Sebarkan artikel ini
Rebutan Laut dan Selat
Rebutan Laut dan Selat/Pixabay

PenaKu.ID – Mengapa laut dan selat selalu menjadi sumber konflik antarnegara? Secara geopolitik, laut bukanlah sekadar hamparan air.

Bagi banyak negara, menguasai titik strategis di lautan berarti menguasai urat nadi perdagangan dunia dan sumber daya energi yang melimpah di dalamnya.

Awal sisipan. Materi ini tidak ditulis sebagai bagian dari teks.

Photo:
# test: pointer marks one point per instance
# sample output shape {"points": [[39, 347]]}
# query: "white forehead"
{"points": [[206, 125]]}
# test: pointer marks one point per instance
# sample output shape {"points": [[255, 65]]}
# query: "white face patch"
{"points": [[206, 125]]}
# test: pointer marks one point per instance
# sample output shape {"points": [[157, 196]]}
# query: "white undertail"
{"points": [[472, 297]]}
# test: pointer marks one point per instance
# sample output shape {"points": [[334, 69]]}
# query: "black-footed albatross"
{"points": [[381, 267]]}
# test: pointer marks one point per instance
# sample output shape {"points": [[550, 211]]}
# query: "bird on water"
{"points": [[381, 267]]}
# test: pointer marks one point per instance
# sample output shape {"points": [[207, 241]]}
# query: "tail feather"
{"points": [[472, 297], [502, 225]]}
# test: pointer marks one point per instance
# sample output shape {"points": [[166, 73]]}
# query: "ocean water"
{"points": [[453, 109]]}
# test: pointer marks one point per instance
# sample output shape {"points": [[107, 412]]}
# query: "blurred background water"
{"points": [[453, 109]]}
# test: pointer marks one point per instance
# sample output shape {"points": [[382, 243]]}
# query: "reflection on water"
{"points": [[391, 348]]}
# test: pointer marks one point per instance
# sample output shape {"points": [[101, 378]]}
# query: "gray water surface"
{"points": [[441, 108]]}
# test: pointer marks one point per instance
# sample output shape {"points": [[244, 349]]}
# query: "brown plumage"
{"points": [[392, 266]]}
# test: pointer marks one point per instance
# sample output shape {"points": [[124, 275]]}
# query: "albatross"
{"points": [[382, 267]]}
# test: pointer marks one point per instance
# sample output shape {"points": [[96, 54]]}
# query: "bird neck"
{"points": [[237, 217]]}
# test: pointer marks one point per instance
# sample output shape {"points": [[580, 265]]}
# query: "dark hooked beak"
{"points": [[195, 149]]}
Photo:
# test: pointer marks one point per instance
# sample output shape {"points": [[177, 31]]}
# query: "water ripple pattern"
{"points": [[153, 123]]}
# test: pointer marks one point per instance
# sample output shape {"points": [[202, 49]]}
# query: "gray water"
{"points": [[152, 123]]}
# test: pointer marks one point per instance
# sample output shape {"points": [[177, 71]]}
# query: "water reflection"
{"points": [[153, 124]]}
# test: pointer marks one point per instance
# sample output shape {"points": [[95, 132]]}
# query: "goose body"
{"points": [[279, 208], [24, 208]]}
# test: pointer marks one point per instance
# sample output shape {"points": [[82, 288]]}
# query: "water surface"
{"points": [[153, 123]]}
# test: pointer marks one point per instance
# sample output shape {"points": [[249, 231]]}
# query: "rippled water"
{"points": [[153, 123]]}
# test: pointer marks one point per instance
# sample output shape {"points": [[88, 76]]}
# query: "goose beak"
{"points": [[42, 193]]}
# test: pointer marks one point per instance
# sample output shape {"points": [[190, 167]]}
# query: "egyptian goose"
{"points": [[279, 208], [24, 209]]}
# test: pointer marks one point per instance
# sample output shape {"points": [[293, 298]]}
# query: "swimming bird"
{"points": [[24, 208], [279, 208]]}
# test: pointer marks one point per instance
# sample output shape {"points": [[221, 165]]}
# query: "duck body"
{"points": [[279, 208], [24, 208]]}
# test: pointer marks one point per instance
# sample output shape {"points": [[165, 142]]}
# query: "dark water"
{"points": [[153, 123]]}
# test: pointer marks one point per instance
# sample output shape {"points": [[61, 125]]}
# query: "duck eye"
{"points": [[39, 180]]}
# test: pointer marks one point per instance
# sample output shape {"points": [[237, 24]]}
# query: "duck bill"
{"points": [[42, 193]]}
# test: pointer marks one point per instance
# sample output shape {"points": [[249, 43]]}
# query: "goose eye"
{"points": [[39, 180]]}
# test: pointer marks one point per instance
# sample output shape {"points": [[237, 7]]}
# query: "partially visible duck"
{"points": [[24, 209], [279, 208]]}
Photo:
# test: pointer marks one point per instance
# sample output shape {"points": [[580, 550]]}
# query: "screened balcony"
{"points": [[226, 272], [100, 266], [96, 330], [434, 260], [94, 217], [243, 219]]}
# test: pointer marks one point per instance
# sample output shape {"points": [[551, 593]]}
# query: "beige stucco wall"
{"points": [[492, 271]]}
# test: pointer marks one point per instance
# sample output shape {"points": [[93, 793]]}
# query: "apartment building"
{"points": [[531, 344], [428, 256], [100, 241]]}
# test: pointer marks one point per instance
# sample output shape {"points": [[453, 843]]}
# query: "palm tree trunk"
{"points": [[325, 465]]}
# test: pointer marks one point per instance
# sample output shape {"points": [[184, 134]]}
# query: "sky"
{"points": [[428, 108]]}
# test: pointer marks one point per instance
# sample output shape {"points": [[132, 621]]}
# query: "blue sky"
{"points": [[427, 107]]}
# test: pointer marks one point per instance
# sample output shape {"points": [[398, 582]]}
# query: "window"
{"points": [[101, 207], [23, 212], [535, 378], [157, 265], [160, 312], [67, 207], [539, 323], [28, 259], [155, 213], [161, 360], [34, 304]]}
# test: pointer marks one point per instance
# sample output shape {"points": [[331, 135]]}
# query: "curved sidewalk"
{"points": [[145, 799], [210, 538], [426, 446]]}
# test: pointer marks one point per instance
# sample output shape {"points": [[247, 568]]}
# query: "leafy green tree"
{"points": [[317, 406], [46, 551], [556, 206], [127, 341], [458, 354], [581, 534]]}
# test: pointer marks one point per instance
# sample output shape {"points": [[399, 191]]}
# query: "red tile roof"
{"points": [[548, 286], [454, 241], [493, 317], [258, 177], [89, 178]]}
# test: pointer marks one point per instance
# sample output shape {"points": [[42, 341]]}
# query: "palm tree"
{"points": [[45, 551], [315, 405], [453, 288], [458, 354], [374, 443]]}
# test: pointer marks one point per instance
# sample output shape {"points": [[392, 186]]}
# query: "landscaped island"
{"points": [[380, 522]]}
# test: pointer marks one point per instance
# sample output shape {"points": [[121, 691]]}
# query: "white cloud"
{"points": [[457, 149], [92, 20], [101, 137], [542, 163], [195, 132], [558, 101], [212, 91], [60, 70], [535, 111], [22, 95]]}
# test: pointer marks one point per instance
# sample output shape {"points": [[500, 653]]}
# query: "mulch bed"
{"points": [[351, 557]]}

Pentingnya Jalur Perdagangan Laut dan Selat

Hampir 80 persen perdagangan dunia dilakukan melalui jalur laut. Selat-selat strategis menjadi pintu gerbang vital yang menghubungkan benua.

Ketika sebuah negara menguasai jalur ini, mereka memiliki posisi tawar yang sangat kuat. Tidak heran jika banyak negara yang berebut pengaruh untuk memastikan keamanan jalur perdagangan mereka sendiri tetap terjaga.

Sumber Daya Laut dan Selat di Balik Gelombang

Selain sebagai jalur transportasi, dasar laut sering kali menyimpan cadangan minyak dan gas bumi yang bernilai triliunan. Persaingan ini bukan hanya soal wilayah, tetapi juga soal kedaulatan ekonomi.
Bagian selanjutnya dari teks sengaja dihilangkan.